Thursday, August 12, 2021

Putin Regime Revives Early Soviet Practice of Seizing Art in Private Hands

Paul Goble

            Staunton, August 6 – At the dawn of the Bolshevik era, the Cheka routinely seized art held in private hands and either transferred it to state institutions or sold it for the benefit of the Soviet state. Now, under Vladimir Putin, the FSB is doing the same thing, further compromising private ownership and giving the powers even greater control over Russia’s heritage.

            The most recent case took place two weeks ago in Tyumen when FSB officers, accompanying the local museum director, seized art belonging to private individuals and transferred it to the museum, Znak journalist Olga Balyuk reports (znak.com/2021-08-05/kak_muzei_s_pomochyu_silovikov_zabirayut_u_chastnyh_vladelcev_cennye_kartiny_i_eksponaty).

            “Such cases, when state museums or the siloviki try to get in their hands exponents of private collections, have been occurring in Russia” since Putin came to power, Balyuk continues, detailing cases in 2002 and 2003 in particular.
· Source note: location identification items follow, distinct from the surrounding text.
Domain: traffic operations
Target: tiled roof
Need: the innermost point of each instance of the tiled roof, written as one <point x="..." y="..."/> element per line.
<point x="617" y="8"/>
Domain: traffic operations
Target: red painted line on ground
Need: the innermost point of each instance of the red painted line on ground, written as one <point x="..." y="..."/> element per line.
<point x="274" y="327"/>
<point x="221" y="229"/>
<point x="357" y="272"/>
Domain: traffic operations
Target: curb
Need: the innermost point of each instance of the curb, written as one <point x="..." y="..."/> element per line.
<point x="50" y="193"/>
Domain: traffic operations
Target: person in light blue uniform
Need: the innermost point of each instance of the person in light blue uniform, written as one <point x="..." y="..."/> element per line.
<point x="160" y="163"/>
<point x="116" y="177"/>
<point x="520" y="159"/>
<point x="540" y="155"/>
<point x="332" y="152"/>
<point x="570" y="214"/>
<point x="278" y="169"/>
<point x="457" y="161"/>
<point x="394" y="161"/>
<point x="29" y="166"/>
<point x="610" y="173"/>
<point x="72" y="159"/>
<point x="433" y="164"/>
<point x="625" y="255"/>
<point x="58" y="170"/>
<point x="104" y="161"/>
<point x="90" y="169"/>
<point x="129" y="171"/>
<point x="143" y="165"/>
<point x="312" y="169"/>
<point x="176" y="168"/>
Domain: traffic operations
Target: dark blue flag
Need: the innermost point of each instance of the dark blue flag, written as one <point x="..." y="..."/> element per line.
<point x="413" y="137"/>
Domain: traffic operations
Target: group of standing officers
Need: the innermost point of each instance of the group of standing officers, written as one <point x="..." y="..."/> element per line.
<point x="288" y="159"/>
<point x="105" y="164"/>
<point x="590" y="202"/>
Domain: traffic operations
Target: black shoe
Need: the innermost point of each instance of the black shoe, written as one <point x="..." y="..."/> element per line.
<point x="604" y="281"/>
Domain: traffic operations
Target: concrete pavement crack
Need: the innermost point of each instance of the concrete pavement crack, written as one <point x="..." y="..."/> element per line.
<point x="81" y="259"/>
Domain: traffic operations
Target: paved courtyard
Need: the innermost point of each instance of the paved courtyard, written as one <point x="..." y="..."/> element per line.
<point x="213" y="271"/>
And despite the efforts of the owners to recover their property, the courts have not taken action to defend them.

            The FSB has insisted in each case that it has the right to do so because its officers say the nominal owners had acquired the art illegally, although court cases show that those who had acquired the art in question had done so in a completely legitimate fashion and should be allowed to retain it.

            While these cases have been wending their way through the courts, the museums have not displayed the art because its provenance is under question. But this year, they are displaying new confidence that they will never have to return the art they and the FSB have seized and are displaying it publicly.

            Some of the art in question, Balyuk reports, consists of Russian productions that ended up abroad as a result of the first emigration in the 1920s. Others includes classic paintings. And still others popular and numismatic art produced in Russia.  But possession of such things in Russia today is no longer a guarantee that one will be allowed to keep it.

            While many may argue that national treasures should be on public view rather than closely held in private collections, this program of seizures has two consequences that should not be ignored. On the one hand, it will give the Russian state even more power to define what is included and what is not in the national patrimony by giving it the power to decide what it shown or even kept.

            And on the other, it will further erode the progress Russia made in the 1990s toward the establishment of the right of people to own things for their own use, restoring the tsarist and Soviet idea that no one really owns anything except by permission of the powers that be.